Aber heute soll es ja um das „Lieblingslied“ gehen. Bei mir ist das im Grunde ein Bild aus einem der  Lieder, das mich mit 15/16 Jahren im Innersten berührt hat. Beim Singen der Vers entstand in meinem Inneren eine bildliche Vorstellung, die mich seitdem noch immer anrührt und verzaubert und für etwas „Gänsehaut“ sorgt, wenn die Strophe gesungen wird. Vor meinem inneren Auge entstand ein leuchtender Christus, von Kreuz herabgestiegen, von innen her durchstrahlt von einem geheimnisvollen Licht. Seine Wunden leuchtend wie strahlend rote Rubine. 
Sie werden es längst erkannt haben, das Lied stammt aus der Feder von Friedrich Spee, es findet sich u.a. unter der Nr. 932 im Münsteraner Anhang zum Gotteslob. 

Ist das der Leib, Herr Jesus Christ, 
der tot im Grab gelegen ist? 
Kommt, kommt, ihr Christen, jung und alt, 
schaut die verklärte Leibsgestalt! Alleluja, alleluja!

Der Leib ist klar, klar wie Kristall, 
Rubinen gleich die Wunden all; 
Die Seel durchstrahlt ihn licht und rein, 
wie tausendfacher Sonnenschein. Alleluja, alleluja!

Bedeck, o Mensch, dein Augenlicht! 
Vor dieser Sonn besteht es nicht.
Kein Mensch auf dieser Erde kann, 
den Glanz der Gottheit schauen an. Alleluja, alleluja!
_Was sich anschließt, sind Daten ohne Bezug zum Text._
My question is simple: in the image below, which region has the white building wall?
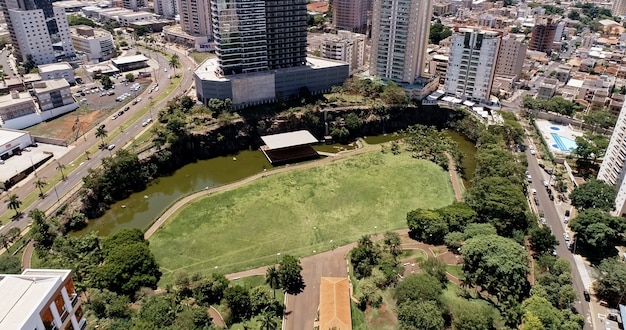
[9,9,55,64]
[598,104,626,216]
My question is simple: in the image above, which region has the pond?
[77,130,476,236]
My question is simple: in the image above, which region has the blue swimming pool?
[550,133,578,151]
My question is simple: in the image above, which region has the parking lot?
[72,79,151,110]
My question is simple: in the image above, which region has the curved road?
[0,43,196,234]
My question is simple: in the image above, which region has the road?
[0,44,196,234]
[526,150,599,330]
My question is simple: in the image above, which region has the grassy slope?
[150,152,454,283]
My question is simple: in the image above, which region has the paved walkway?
[144,145,380,239]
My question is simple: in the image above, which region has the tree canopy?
[461,235,530,301]
[569,209,626,250]
[570,179,617,211]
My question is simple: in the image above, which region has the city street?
[0,48,195,233]
[526,145,600,330]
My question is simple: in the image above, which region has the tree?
[383,231,402,257]
[428,22,452,45]
[278,255,305,295]
[522,296,563,330]
[593,258,626,306]
[265,266,280,299]
[570,179,616,211]
[261,313,278,330]
[56,161,65,181]
[461,235,530,301]
[224,285,252,323]
[380,81,409,105]
[193,273,230,306]
[350,236,380,279]
[28,209,54,251]
[569,209,626,250]
[393,273,443,305]
[5,194,22,218]
[168,54,181,75]
[420,257,448,288]
[96,126,109,146]
[466,177,528,236]
[398,301,445,330]
[100,75,113,89]
[529,227,559,254]
[406,209,449,243]
[0,253,22,274]
[95,229,161,295]
[33,178,48,197]
[447,298,494,330]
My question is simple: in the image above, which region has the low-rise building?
[0,269,87,329]
[70,25,115,62]
[33,79,76,111]
[308,30,368,74]
[37,62,76,84]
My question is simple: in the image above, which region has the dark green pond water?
[72,131,476,236]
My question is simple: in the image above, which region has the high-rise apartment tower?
[370,0,433,84]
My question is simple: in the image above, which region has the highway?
[0,47,196,234]
[526,150,595,330]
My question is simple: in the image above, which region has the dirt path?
[446,154,463,202]
[22,240,35,270]
[144,145,380,239]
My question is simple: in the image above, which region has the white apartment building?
[7,4,74,64]
[70,25,115,62]
[444,28,500,103]
[598,106,626,216]
[33,79,76,111]
[496,34,526,80]
[308,30,367,75]
[154,0,178,18]
[177,0,213,37]
[37,62,76,84]
[370,0,433,84]
[0,269,87,330]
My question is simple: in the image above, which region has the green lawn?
[150,152,454,285]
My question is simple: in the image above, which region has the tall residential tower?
[598,106,626,216]
[444,28,500,102]
[370,0,433,84]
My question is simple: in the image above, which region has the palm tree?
[96,127,109,146]
[56,161,65,181]
[34,178,48,197]
[5,194,22,217]
[169,54,180,76]
[261,312,278,330]
[265,266,280,299]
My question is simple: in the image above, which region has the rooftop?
[0,128,28,145]
[37,62,74,73]
[0,269,71,329]
[111,55,148,65]
[261,130,319,150]
[319,277,352,330]
[33,78,70,94]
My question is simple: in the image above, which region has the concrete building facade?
[528,16,559,52]
[70,25,115,62]
[444,28,500,103]
[370,0,433,84]
[333,0,373,34]
[0,269,87,329]
[154,0,178,18]
[177,0,213,37]
[598,106,626,216]
[496,34,526,79]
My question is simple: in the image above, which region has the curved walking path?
[144,144,463,239]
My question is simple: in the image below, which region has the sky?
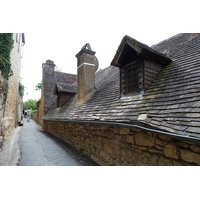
[13,0,199,101]
[0,0,200,199]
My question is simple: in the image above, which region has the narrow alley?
[18,120,98,166]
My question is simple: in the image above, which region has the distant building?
[0,33,25,145]
[36,33,200,166]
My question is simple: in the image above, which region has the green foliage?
[35,82,42,91]
[23,99,38,110]
[0,33,14,80]
[0,33,14,101]
[19,81,25,97]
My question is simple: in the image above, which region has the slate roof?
[54,82,77,94]
[43,33,200,138]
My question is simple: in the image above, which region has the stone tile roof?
[44,33,200,137]
[55,72,77,84]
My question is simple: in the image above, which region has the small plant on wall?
[0,33,14,101]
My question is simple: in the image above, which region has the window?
[121,62,142,95]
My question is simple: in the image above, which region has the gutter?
[41,119,200,144]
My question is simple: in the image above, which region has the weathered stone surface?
[190,145,200,153]
[181,149,200,165]
[164,144,179,159]
[100,150,111,162]
[176,141,189,148]
[138,147,148,151]
[119,128,130,135]
[135,133,155,146]
[93,140,102,149]
[103,143,113,154]
[148,149,163,154]
[44,122,200,166]
[158,157,174,166]
[158,135,170,141]
[156,139,167,146]
[126,135,134,144]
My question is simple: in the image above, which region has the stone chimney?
[76,43,98,105]
[42,60,56,114]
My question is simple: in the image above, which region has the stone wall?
[43,121,200,166]
[0,74,4,148]
[4,33,21,136]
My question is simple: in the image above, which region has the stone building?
[37,33,200,166]
[33,60,77,126]
[0,33,25,145]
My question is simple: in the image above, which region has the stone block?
[148,149,163,154]
[138,147,148,151]
[190,144,200,153]
[181,149,200,165]
[164,144,179,159]
[119,128,130,135]
[100,150,111,162]
[135,133,155,147]
[158,135,170,141]
[158,157,174,166]
[126,135,134,144]
[103,143,113,154]
[85,138,92,144]
[93,140,102,149]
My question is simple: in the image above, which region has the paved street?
[18,120,98,166]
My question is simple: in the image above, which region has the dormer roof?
[111,35,171,67]
[43,33,200,139]
[54,82,77,95]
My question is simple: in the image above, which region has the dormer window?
[120,62,143,95]
[111,36,171,96]
[54,82,76,108]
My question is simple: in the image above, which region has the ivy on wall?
[0,33,14,100]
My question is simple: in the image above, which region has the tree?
[35,81,42,91]
[23,99,37,111]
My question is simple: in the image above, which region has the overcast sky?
[0,0,200,199]
[7,0,199,100]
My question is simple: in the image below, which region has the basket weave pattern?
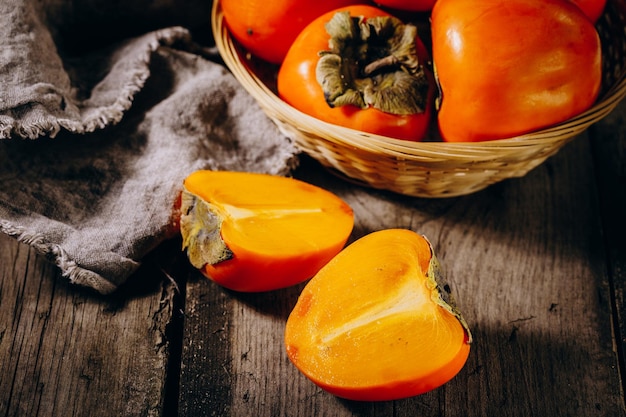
[212,0,626,197]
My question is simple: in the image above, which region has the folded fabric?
[0,0,297,293]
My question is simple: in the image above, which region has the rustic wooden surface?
[0,104,626,417]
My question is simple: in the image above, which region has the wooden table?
[0,103,626,417]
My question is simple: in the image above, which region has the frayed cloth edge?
[0,222,122,294]
[0,26,193,139]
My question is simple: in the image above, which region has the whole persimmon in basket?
[212,0,626,198]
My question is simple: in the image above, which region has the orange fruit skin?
[285,229,471,401]
[181,171,354,292]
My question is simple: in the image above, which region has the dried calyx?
[316,12,429,115]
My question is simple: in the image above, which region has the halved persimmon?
[180,170,354,292]
[285,229,471,401]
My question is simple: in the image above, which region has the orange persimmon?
[180,170,354,292]
[285,229,471,401]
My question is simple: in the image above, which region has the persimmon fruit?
[220,0,359,64]
[285,229,471,401]
[180,170,354,292]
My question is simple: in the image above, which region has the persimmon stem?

Auch von der Melodie her ein wunderbar, freudiges Auferstehungslied. Ein Muß in der Osternacht und in der Osterzeit. Der (vermutlich) originale Text des berühmten Jesuiten und Streiters gegen den Hexenwahn geht so (aus dem Mainzer Büchlein Himmlische Harmony von 1628, im Gotteslob ist es undatiert, die Melodie soll von 1623 stammen): 

Jst das der Leib Herr Jesu Christ/ 
Der todt im Grab gelegen ist/
Kom/ kom/ O kom/ kom Jung und alt/ 
Kom schaw die schone Leibsgestalt / Alleluia/ Alleluia.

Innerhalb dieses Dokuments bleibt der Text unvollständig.